What’s the first thing that comes to mind when you think of “the tech industry”? For many people, it’s a bunch of company or brand names, like Facebook and Microsoft. Maybe a couple of key identifying people come to mind, like Mark Zuckerberg wearing a hoodie or Sergey Brin walking about in Google Glass.
But the actual tech industry is comprised of the thousands of people who work every day in roles beyond the most high profile CEOs — the programmers, the designers, the product leads. I love working on our Cribs and Inside Jobs series, because they help shine a light on those stories. And a new network of blogs called “Hackers Of” does a beautiful job of it as well.
Hackers Of debuted earlier this year with Hackers of NY and has since spread to include Hackers of Silicon Valley, Hackers of LA, and Hackers of London, with sites for Chicago and Seattle on the way. It was all started by Dani Grant, a recent graduate of NYU who majored in computer programming. Grant now helms the Hackers of Silicon Valley site, with the other cities being covered by other tech writers.
The Hackers Of sites are simple, but powerful: Each post provides a full “snapshot” of someone who works in the tech industry, featuring a beautifully shot photograph and a short pull quote from an interview (the featured image above is from Hackers Of NY’s post about front end developer Alexandra Qin.) Often the quotes focus on programming and the projects they’re working on, but they also get into personal philosophies and motivations, work habits, and more.

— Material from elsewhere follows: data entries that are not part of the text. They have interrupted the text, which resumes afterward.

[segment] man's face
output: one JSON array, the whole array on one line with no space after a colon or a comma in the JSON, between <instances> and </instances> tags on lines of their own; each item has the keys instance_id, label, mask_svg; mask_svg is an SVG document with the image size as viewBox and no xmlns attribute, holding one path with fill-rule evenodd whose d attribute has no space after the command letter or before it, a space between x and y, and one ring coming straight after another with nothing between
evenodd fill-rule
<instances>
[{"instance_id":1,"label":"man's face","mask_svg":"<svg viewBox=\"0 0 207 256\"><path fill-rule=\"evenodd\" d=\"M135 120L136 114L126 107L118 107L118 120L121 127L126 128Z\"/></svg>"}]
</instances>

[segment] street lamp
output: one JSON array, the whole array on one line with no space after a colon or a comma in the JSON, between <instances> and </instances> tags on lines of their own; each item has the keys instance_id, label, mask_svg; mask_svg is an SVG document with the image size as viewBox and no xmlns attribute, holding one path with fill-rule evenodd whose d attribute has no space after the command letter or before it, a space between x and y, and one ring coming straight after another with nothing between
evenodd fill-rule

They’re the kind of blogs that keep you scrolling through to read entry after entry, and make you bummed when you reach the end.
In an email, Grant told me that she started the site to get a wider network of people interested in programming. “I thought, the best way to get people to hack is by celebrating the hackers.” In a personal blog post last week, Grant elaborated on that thought:
“… In computer science, we are tasked with solving problems not just with any solution, but with the most efficient solution. In open source, the problems we solve for ourselves, we solve for the rest of the developer community. Hackers are superheroes to one another.
This is so empowering, even outside the scope of tech. What could I do to give this optimism to others, to get people hacking?
I taught an introductory coding class at school, but that wasn’t really the solution I was looking for. I wanted a way to celebrate hackers. When code is pushed, it ships without a face. If I wanted to get people excited about hacking, I had to bring back those faces.”
Overall, Hackers Of is a straightforward idea that comes from a positive place, and it’s being executed quite well. That’s how the best things in tech often start, right?